The most common form of greenwashing takes place when a company talks about a real environmental benefit while avoiding mentioning the ways the product actually harms the environment. For example, paper can be made with recycled material, but the chemicals used to bleach the paper, clearcutting forests, polluting runoff from paper mills are all ignored.
Another, often used form of greenwashing is to mention irrelevant information. Dozens of products out there claim to be CFC or Chlorofluorocarbon Free. The only problem is that CFCs have been banned for years by the US Government; every product out there should be CFC free already.
I mentioned the EPA’s Designed for the Environment label. There are other labels out there with real scientists and organizations; however, there are also labels out there that are actually industry-funded. Perhaps these labels are genuine, but there is a real concern about conflicts of interest if not outright dishonesty by the companies and their labels.

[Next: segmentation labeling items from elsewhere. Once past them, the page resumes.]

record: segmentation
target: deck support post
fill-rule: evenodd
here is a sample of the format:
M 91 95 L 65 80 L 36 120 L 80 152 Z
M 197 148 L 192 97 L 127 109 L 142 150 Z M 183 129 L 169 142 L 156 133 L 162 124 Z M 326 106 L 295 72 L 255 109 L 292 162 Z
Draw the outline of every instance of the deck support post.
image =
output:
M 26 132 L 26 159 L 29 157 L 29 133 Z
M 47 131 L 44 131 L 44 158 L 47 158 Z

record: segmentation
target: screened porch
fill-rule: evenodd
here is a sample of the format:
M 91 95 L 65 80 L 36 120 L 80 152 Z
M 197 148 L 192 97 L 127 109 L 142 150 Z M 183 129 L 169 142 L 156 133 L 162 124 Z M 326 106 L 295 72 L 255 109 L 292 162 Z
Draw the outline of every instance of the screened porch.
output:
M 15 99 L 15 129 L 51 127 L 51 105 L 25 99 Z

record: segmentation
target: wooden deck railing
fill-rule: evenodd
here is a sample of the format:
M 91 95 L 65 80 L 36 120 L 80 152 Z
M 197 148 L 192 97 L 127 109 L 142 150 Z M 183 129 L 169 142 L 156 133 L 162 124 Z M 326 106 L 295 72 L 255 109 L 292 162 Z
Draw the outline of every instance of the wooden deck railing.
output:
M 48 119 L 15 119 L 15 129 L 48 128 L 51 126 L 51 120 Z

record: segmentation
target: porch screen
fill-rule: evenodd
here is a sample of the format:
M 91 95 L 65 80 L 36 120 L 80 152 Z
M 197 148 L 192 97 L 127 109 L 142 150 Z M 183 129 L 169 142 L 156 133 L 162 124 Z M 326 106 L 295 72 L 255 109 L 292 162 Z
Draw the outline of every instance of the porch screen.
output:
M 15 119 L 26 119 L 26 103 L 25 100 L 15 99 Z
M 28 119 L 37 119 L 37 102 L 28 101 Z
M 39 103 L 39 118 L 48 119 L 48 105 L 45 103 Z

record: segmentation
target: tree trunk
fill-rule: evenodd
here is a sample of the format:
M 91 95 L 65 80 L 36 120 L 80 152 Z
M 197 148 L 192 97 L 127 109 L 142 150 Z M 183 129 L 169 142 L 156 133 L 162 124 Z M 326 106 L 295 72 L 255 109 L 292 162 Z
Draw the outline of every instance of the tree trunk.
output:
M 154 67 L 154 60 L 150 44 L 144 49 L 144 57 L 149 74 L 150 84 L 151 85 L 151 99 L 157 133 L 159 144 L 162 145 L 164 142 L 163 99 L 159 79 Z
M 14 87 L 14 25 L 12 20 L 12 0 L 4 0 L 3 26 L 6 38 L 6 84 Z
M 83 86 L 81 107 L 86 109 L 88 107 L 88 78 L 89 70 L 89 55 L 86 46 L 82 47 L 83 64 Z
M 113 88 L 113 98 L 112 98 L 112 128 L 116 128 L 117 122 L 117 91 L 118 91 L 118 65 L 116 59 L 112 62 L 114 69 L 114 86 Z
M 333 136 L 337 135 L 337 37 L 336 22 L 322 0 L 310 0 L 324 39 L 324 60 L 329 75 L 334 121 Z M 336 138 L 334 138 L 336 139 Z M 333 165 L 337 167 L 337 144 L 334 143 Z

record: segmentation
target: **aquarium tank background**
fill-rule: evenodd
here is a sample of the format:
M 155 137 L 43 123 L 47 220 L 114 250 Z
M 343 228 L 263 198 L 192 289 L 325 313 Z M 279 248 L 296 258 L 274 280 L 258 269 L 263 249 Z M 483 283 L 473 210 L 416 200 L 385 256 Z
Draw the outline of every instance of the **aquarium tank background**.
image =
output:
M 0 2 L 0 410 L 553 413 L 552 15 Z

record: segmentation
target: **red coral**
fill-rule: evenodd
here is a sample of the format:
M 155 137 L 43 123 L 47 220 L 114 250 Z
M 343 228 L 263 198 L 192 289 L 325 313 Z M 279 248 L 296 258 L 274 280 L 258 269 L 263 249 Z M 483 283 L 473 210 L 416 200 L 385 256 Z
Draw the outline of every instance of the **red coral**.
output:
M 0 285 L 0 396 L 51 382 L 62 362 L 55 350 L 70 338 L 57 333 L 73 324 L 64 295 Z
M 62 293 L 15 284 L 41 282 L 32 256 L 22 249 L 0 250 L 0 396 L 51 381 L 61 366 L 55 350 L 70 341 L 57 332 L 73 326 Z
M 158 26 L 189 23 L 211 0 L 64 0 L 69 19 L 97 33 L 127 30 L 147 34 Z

Sometimes advertisements are vague. Terms like green, eco-friendly, and all natural are not regulated and are often overused. Luckily, most examples of greenwashing are not outright lies, but there is a wide area for companies to use vague terms that encourage consumers to purchase their product when there are other, better alternatives.
Take the time to educate yourself about products that truly are better for the environment. Know which labels are authentic, third-party labels that really do attempt to help consumers make the right choice. Most of all, remember that the best product out there is the one not used. You can reduce your negative impact on the world around you by reducing your consumption and use of these products in the first place.